Profession: Comédienne, auteur, mère de trois ados et conceptrice d'un cours sur l'art de porter des talons hauts

Mis à jour le 24 févr. 2012
Sylvie St-Jacques LA PRESSE

Âge: 52 ans

Son histoire

«Je suis une petite fille de Chicoutimi. À l'âge de 9 ans, je suis partie à Toronto étudier le ballet, mais une blessure au dos m'a empêchée de poursuivre mon rêve. Je me suis donc dirigée vers le mime et le théâtre corporel, que j'ai pratiqués une dizaine d'années à Toronto. Par la suite, je suis partie à Paris pour étudier le masque et le jeu. J'ai rencontré mon mari et on s'est installés en France, où j'ai fait une carrière de marionnettiste pendant une quinzaine d'années. De retour au Québec avec enfants et mari, j'ai eu du mal à trouver mon espace artistique. L'année dernière, j'ai écrit le livre Une mère en talons aiguilles, qui fait foi de la sexualité des femmes après la maternité. Suivant la publication du livre, plusieurs femmes me demandaient quoi faire pour rehausser leur féminité: c'est alors qu'est né le concept de l'art de porter des talons hauts (qui est une marque déposée).»

Porter des talons hauts avec grâce: c'est inné ou acquis?

«Certaines (mais une minorité) l'ont de façon innée. Mais il s'agit le plus souvent de femmes qui, à un jeune âge, ont fait de la danse ou quelque chose de très physique. C'est du domaine de l'acquis, à partir du moment où les femmes comprennent comment fonctionne leur corps. L'objectif n'est pas de copier quelqu'un d'autre, mais de faire montre de la féminité qui réside en chacune d'entre nous.»

Quelle clientèle attirent vos ateliers?

«Il y a des femmes très fortes ou lourdes, des petites, des âgées, des travestis, des transsexuels... J'ai de tout! Notre monde contemporain est soumis aux diktats et moi, je suis sidérée de voir des femmes malheureuses et incapables de copier les images. Je trouve qu'on a fait disparaître l'élégance, qui est une valeur fondamentalement féminine, qui devrait être remise à l'ordre du jour. Les femmes sortent de mes ateliers valorisées, avec une meilleure estime d'elles-mêmes... et plus grandes d'un demi-pouce!»

Depuis quand portez-vous des talons hauts?

«Depuis 20 ans, je ne porte que ça. Je ne possède pas une paire de talons bas, à part mes chaussettes en laine et des baskets! Je fais mes courses et tout le reste en talons hauts. J'en ai environ une cinquantaine de paires.»

Sur le plan personnel, ça vous a apporté quoi, ces 20 ans en talons hauts?
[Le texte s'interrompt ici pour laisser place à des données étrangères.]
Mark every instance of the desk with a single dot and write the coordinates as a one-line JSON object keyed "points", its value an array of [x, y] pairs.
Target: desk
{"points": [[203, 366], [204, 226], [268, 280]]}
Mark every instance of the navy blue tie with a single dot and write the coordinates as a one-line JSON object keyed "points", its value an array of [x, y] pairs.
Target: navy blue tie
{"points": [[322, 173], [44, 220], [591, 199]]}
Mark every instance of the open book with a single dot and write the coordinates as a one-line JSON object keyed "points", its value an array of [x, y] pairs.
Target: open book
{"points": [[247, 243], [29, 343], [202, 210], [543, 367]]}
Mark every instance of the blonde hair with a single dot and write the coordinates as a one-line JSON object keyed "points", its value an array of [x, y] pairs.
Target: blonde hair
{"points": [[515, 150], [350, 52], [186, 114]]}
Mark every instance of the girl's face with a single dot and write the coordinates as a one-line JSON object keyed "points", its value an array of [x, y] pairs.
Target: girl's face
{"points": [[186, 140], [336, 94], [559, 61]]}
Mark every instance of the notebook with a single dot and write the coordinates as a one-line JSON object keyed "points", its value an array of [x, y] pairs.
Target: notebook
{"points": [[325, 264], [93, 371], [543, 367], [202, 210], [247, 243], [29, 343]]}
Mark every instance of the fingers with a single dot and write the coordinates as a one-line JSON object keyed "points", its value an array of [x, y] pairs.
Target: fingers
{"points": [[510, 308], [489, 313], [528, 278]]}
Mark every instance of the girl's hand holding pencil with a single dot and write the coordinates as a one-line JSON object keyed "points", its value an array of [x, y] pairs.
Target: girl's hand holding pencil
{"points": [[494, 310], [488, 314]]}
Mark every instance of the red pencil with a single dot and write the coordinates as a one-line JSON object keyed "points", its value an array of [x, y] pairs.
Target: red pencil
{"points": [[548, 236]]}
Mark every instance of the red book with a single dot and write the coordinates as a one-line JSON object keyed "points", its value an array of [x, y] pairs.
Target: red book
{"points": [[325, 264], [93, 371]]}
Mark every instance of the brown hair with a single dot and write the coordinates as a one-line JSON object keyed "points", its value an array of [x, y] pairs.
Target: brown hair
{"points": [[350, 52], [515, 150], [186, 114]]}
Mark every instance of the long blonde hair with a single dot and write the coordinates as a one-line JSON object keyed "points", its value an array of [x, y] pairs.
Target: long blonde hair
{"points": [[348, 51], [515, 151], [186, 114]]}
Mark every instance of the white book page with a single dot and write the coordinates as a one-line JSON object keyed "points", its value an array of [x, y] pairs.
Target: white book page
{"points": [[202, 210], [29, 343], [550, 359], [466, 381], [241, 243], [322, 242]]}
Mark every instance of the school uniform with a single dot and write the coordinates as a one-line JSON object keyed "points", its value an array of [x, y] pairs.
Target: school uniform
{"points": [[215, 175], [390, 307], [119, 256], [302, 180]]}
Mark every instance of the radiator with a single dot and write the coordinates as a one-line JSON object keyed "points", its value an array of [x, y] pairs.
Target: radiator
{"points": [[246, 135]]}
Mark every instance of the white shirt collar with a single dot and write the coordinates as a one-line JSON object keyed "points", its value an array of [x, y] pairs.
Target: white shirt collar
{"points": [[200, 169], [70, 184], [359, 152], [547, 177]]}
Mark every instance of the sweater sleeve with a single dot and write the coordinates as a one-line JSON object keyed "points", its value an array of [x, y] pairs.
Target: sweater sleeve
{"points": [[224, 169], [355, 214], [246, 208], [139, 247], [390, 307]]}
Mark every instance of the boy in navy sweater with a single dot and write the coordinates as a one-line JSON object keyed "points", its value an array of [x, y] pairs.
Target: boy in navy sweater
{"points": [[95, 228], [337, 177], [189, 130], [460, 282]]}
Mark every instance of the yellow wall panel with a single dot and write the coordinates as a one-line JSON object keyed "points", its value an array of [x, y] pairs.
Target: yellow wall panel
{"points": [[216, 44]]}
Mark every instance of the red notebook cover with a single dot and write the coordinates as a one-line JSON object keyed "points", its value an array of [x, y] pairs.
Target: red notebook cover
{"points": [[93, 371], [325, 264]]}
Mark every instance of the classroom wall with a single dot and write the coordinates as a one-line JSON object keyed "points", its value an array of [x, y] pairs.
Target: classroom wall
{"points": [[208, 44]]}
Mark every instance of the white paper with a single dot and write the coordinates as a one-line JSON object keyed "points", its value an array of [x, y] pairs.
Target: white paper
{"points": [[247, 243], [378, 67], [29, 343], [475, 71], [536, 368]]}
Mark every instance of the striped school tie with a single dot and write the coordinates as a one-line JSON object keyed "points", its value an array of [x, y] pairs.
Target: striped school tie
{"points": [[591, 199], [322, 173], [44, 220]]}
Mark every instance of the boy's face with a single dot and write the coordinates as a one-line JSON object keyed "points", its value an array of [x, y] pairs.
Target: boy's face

«C'est un prétexte et un outil, pour rehausser notre féminité. Toutes les femmes qui participent à mes ateliers de talons hauts me disent qu'elles se sentent investies d'un pouvoir électrisant. Quand on porte des talons, il y quelque chose qui s'opère dans notre corps, juste par la bascule du bassin, le transfert du poids vers l'avant, les zones génitales sont stimulées.»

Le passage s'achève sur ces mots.